Конечно, и Европа читала многое между строк во всех публиковавшихся тогда нотах относительно событий в Польше; и Европа догадывалась, что сильные соседи слишком усердно хлопочут вокруг соседки, и хлопочут не бескорыстно, однако ж, нельзя было не согласиться, что законность притязаний протекторов на некоторые провинции соседки, и даже на ее домашнюю жизнь, была по возможности соблюдена. Россия говорила Европе и Польше, что только анархия, столько лет раздирающая Речь Посполитую, вынуждает ее предъявить «древние права» свои на некоторые польские земли, издавна принадлежавшие России и теперь имеющие возвратиться в ее собственность, так как сама Польша не умеет управляться со своим добром. Притом Россия указывала на то обстоятельство, что она имеет право на вознаграждение за все убытки, понесенные ею по вине Польши, которая по своим беспрерывным смутам требовала постоянного присутствия русского войска в Варшаве и в других неспокойных частях Речи Посполитой.

С государственной точки зрения того времени, да, пожалуй, и всех времен, Россия была права. Но поляки, думали в Петербурге, по всей нелогичности и по отсутствию политического такта не хотели понять, что в политическом мире справедливость всегда на стороне сильного. Нота Штакельберга казалась им насмешкою, злым издевательством над участью государства, столько пострадавшего в последнее время. Им все казалось обидною насмешкой в этой ноте: и то, будто Россия беспокоится о восстановлении спокойствия в Польше, и что будто бы с горестью взирает она на то, как польская нация вместо того, чтобы заботиться о созвании сейма, без которого невозможно умиротворение государства, замышляет новые измены, готовит новые интриги и т. д. Обидно было им слышать, как их самих же обвиняли в гнусном намерении продлить волнения в своем собственном государстве, как упрекали их в том, будто они тайно возбуждают умы граждан, готовят заговоры, чтобы только поставить преграды давно желанному успокоению своей собственной страны. Полякам потому это было обидно, что они никак не могли считать себя виновными в том, будто они сами желают гибели своему государству. Штакельберг знал, что поляки постоянно будут оттягивать время созвания сейма, и потому, согласно воле своего двора, сам назначил это время, присовокупив в декларации, что было бы бесполезно сопротивляться этому твердому решению его правительства.

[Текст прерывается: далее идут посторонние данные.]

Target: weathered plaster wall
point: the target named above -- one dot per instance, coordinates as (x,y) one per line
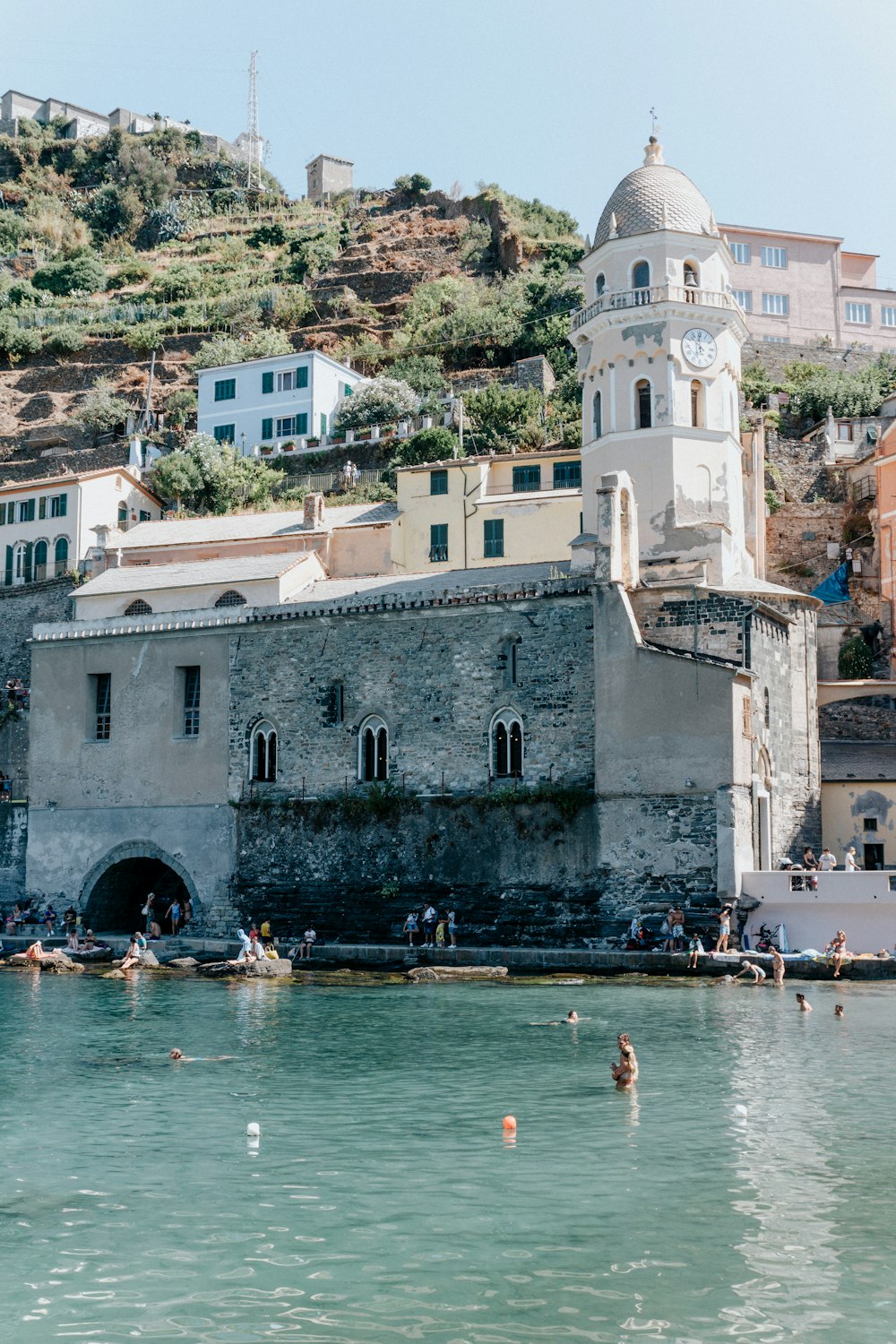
(13,836)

Сейм созывался на 19 апреля этого года.

Полякам не было выхода! А между тем дивная, роскошная весна сошла на горестную страну и на ее столицу. В прелестных Лазенках неумолчно заливались соловьи, весело высвистывали золотистые иволги, перелетая с дерева на дерево, и куковали кукушки. В Саксонском и Красинском садах шумно галдели грачи, словно шляхта на скамейках. И над всем этим далекое, далекое голубое небо!

– Кукушка, кукушка! Скажи, сколько лет осталось жить безмозглой Польше? – спрашивал кукушку в Лазенках подвыпивший русский карабинер.